Thread (10 messages) 10 messages, 2 authors, 2014-01-30

Re: [PATCH v9] gpio: add a driver for Synopsys DesignWare APB GPIO

From: delicious quinoa <hidden>
Date: 2014-01-30 22:06:01
Also in: linux-gpio, lkml

On Thu, Jan 30, 2014 at 3:32 PM, Steffen Trumtrar
[off-list ref] wrote:
On Thu, Jan 30, 2014 at 03:15:11PM -0600, delicious quinoa wrote:
quoted
On Thu, Jan 30, 2014 at 2:50 PM, Steffen Trumtrar
[off-list ref] wrote:
quoted
Hi!

On Thu, Jan 30, 2014 at 01:40:04PM -0600, delicious quinoa wrote:
quoted
On Thu, Dec 12, 2013 at 3:08 AM, Steffen Trumtrar
[off-list ref] wrote:
quoted
Second: The interrupt is registered as "GIC 37", which is a real interrupt on
the Socfpga. I would expect it to be marked as "GPIO 2xx" (or something in that
range). The interrupt from the gpiochip itself isn't registered at all ?!
Hi Stephen,

Did you export the gpio lines and set the edge in sysfs?  Because the
interrupts aren't allocated otherwise.

For instance:

root@socfpga_cyclone5:~# echo 195 > /sys/class/gpio/export
root@socfpga_cyclone5:~# echo rising > /sys/class/gpio/gpio195/edge

Now I can see a pretty nicely named interrupt in /proc/interrupts:

256:          0          0  gpio-dwapb  24  gpiolib
I didn't try that and I think this behaviour is pretty uncommon.
This should be fixed in the driver.

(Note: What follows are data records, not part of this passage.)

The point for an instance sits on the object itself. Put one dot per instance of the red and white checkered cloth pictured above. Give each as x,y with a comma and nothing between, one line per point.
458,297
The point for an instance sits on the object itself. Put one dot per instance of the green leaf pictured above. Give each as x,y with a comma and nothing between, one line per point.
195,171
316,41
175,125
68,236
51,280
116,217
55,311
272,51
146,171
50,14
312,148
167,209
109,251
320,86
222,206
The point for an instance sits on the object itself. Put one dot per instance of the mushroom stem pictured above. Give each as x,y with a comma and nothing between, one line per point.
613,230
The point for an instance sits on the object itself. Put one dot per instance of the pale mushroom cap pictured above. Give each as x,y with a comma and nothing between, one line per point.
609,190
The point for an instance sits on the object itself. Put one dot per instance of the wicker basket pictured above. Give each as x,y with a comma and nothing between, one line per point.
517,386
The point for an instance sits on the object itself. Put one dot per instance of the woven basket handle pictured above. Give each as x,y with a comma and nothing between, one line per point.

I never wrote a gpiochip-driver,
so I don't know what is missing, but maybe just some functioncall ?!
All other drivers I came across have that entry from probing without
any fiddling.
Hi Steffen,

Do you mean 'all other gpio drivers' or 'all other non-gpio drivers'?
I meant gpio drivers (at least the ones I have used).
quoted
This is the behavior that is implemented in the community gpio
framework drivers/gpio/gpiolib.c, not anything special implemented in
this dw gpio driver.

It's documented in Documentation/gpio/sysfs.txt and
Documentation/ABI/testing/sysfs-gpio.

You get userspace control of a gpio by 'export'ing it in sysfs.  And
then by default, the interrupt edge is set to 'none' (no irq) until
you set the edge in sysfs.
Hm, okay...for GPIOs I'm with you. But when I specify a gpio as
interrupt for a device, I have to first export it manually before I can
use the device? Sounds weird.

Steffen
Seems normal usage both in userspace and in kernel drivers that need a gpio.

Looking at other kernel drivers that use a gpio, I can see examples
that do gpio_request() to get the gpio that they care about.  Then
gpio_to_irq() and request_irq().  If you grep for 'gpio_to_irq' then
look to see how they got the gpio, you'll see it pretty quickly.